Wu Jie, Mellor Joseph C, DeLisi Charles
Department of Biomedical Engineering, Boston University, 24 Cummington St. Boston, MA 02215, USA.
Genome Inform. 2005;16(1):142-9.
Phylogenetic profiling is now an effective computational method to detect functional associations between proteins. The method links two proteins in accordance with the similarity of their phyletic distributions across a set of genomes. While pair-wise linkage is useful, it misses correlations in higher order groups: triplets, quadruplets, and so on. Here we assess the probability of observing co-occurrence patterns of 3 binary profiles by chance and show that this probability is asymptotically the same as the mutual information in three profiles. We demonstrate the utility of the probability and the mutual information metrics in detecting overly represented triplets of orthologous proteins which could not be detected using pairwise profiles. These triplets serve as small building blocks, i.e. motifs in protein networks; they allow us to infer the function of uncharacterized members, and facilitate analysis of the local structure and global organization of the protein network. Our method is extendable to N-component clusters, and therefore serves as a general tool for high order protein function annotation.

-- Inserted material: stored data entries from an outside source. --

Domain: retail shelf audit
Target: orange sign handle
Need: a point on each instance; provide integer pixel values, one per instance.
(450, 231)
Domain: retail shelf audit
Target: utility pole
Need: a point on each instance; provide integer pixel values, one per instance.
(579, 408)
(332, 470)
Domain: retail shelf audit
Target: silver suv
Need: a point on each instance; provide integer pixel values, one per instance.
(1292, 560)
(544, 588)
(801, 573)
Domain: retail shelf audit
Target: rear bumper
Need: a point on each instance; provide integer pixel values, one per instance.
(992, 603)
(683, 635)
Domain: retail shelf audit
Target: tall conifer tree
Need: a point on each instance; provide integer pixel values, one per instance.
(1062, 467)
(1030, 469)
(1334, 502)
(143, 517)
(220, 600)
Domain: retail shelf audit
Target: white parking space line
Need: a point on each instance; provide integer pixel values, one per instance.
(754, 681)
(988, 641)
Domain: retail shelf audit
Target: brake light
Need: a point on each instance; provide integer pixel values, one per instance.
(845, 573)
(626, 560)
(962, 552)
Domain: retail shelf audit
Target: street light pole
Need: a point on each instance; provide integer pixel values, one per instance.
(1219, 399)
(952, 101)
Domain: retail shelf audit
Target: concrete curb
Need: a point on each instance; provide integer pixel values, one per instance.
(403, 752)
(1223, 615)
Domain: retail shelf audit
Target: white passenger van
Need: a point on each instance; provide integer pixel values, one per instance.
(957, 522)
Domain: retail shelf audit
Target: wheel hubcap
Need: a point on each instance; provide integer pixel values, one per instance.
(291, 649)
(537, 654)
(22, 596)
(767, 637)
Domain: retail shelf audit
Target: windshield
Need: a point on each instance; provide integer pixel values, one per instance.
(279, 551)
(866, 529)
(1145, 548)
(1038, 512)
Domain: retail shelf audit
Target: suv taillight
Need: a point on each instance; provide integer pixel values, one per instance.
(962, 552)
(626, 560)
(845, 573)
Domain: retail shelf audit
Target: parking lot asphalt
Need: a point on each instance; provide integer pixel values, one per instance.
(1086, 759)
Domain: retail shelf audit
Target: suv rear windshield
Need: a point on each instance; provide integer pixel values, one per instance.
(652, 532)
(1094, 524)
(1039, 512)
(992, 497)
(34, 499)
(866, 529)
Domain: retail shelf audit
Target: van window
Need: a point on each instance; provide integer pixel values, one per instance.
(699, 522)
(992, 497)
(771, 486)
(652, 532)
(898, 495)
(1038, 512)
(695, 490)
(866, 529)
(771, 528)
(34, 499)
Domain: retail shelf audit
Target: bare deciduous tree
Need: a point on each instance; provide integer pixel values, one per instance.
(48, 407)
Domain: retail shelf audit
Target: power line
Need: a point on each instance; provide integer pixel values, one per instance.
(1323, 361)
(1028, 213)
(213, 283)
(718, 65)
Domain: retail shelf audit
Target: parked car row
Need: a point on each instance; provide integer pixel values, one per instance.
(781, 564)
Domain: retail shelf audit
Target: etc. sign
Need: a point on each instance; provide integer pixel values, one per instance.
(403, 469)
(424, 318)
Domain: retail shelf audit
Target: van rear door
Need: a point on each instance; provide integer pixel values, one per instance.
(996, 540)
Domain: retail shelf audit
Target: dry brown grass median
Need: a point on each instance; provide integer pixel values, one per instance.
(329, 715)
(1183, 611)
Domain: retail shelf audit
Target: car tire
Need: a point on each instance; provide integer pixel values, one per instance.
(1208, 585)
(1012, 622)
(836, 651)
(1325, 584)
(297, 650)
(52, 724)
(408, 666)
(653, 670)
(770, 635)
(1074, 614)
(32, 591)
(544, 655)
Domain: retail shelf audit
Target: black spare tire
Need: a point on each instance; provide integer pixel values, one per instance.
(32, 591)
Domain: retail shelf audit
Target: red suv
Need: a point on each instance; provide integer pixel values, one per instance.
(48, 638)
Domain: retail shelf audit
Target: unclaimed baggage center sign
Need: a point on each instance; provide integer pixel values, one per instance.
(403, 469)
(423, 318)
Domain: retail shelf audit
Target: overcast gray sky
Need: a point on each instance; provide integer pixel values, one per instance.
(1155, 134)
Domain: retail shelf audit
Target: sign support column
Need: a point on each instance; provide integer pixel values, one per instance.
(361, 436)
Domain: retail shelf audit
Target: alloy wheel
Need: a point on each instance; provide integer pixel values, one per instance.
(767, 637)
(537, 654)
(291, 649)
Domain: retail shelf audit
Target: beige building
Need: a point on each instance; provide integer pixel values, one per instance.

系统发育谱分析如今是一种用于检测蛋白质之间功能关联的有效计算方法。该方法依据一组基因组中两种蛋白质的系统发育分布相似性来将它们联系起来。虽然成对关联很有用,但它会遗漏高阶组(三元组、四元组等)中的相关性。在这里,我们评估了偶然观察到3个二元谱共现模式的概率,并表明该概率渐近地等同于三个谱中的互信息。我们展示了该概率和互信息指标在检测使用成对谱无法检测到的直系同源蛋白质过度代表三元组方面的效用。这些三元组充当小的构建模块,即蛋白质网络中的基序;它们使我们能够推断未表征成员的功能,并有助于分析蛋白质网络的局部结构和全局组织。我们的方法可扩展到N组件簇,因此可作为高阶蛋白质功能注释的通用工具。